It was a modest little house in Wedgwood, a quiet neighborhood north of the University of Washington. Erected on a small hillock in a neighborhood of identical houses on similar hillocks, it consisted of a tiny living room, a tinier kitchen, two small bedrooms, and a single bath. Finney had been here so many times he knew where the girls had buried their pet turtles in the backyard.

Bill Cordifis and his bride had purchased the home the year after he’d joined the fire department, which meant they had been there thirty-five years at the time of Bill’s death. The thought precipitated a sudden picture of Bill Cordifis’s charred body, his arms stumps, the fat on his torso boiled off, his face blackened to the bone, Nomex bunking coat burned as brittle as tissue paper.
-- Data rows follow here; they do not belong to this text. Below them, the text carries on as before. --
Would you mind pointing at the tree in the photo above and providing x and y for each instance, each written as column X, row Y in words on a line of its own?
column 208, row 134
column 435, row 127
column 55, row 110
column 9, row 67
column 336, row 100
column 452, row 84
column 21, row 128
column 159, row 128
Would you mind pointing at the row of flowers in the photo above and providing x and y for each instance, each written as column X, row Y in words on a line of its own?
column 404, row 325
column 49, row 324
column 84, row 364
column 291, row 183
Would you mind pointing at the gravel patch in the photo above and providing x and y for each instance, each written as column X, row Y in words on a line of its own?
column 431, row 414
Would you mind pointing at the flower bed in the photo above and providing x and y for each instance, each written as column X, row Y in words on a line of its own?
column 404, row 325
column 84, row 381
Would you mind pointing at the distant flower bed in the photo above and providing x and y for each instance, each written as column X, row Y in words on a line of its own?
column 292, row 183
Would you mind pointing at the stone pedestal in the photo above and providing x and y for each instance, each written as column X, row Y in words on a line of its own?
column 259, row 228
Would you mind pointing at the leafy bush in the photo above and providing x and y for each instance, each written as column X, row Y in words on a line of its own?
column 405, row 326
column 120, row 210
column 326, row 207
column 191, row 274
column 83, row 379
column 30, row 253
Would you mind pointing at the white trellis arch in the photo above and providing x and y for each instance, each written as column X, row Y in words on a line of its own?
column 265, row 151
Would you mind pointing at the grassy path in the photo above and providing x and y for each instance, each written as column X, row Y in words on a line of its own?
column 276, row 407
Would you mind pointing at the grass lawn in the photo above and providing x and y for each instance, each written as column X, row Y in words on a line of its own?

Finney hated that these images of Bill’s last few minutes ambushed him everywhere: in line at the grocery store, driving on the freeway, dancing last night with Diana.

“Hello?” Emily Cordifis gazed at him like a wobbly animal that had been grazed by a car, her elegant outline blurred by the screen door. “Oh, it’s you, John. I guess I forgot you were coming. I’ve been cleaning.”

“May I come in?”

“Of course.” She unlatched the screen door and swung it open. “I don’t know where my manners are. You’ve read the report, you said?”

“I’ve read it.”

“Good. I’d like to hear your thoughts.”

She led him around the corner into the small kitchen. He set the report on the table. “Coffee?” she asked.

“Thank you, but no.”

The phone rang and she spoke over her shoulder as she moved toward it. “Have a seat. This won’t take a minute.”
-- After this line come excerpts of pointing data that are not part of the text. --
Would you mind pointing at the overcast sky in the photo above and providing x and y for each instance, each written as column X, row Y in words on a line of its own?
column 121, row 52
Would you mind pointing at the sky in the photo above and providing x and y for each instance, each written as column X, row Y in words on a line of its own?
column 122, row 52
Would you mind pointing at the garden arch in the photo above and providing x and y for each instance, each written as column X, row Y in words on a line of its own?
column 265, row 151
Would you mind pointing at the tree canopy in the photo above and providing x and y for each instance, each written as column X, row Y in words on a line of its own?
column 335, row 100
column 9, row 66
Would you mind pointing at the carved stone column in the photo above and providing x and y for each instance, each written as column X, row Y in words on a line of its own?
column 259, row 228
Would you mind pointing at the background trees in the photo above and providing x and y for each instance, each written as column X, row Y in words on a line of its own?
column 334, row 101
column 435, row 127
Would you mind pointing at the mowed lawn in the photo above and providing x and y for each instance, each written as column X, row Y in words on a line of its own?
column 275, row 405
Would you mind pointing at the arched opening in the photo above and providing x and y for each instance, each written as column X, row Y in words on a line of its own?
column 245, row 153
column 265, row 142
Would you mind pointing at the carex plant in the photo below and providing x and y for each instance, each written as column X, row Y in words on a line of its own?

Finney sat at the chrome-and-Formica kitchen table, the pale light from the window cascading in over his shoulder. The house had always been filled with the smell of coffee and nicotine, though now that Bill was gone, the odor of cigarettes had faded.

Hanging up the phone, Emily Cordifis turned to him and said, “Sure you won’t have some coffee?”

“Okay. It smells wonderful.”

Emily wore a simple black pullover and trousers that ended at mid-calf. She filled two cups and sat across from Finney, folding her hands on the tabletop. The afternoon light from the window emphasized the lines in her face.

“G. A. has been good about this. I know Bill had high regard for him. He’s answered all my questions and been patient, but for some reason I still can’t grasp what happened. Bill went here. Bill did this. I hear the words, but I can’t see the picture.”

She was lucky, Finney thought; he could see the picture.

“The bottom line is I’m to blame. I tried to get him out. I failed.”

“But you had a broken shoulder.”

“Collarbone. Doesn’t matter. I should have saved him.”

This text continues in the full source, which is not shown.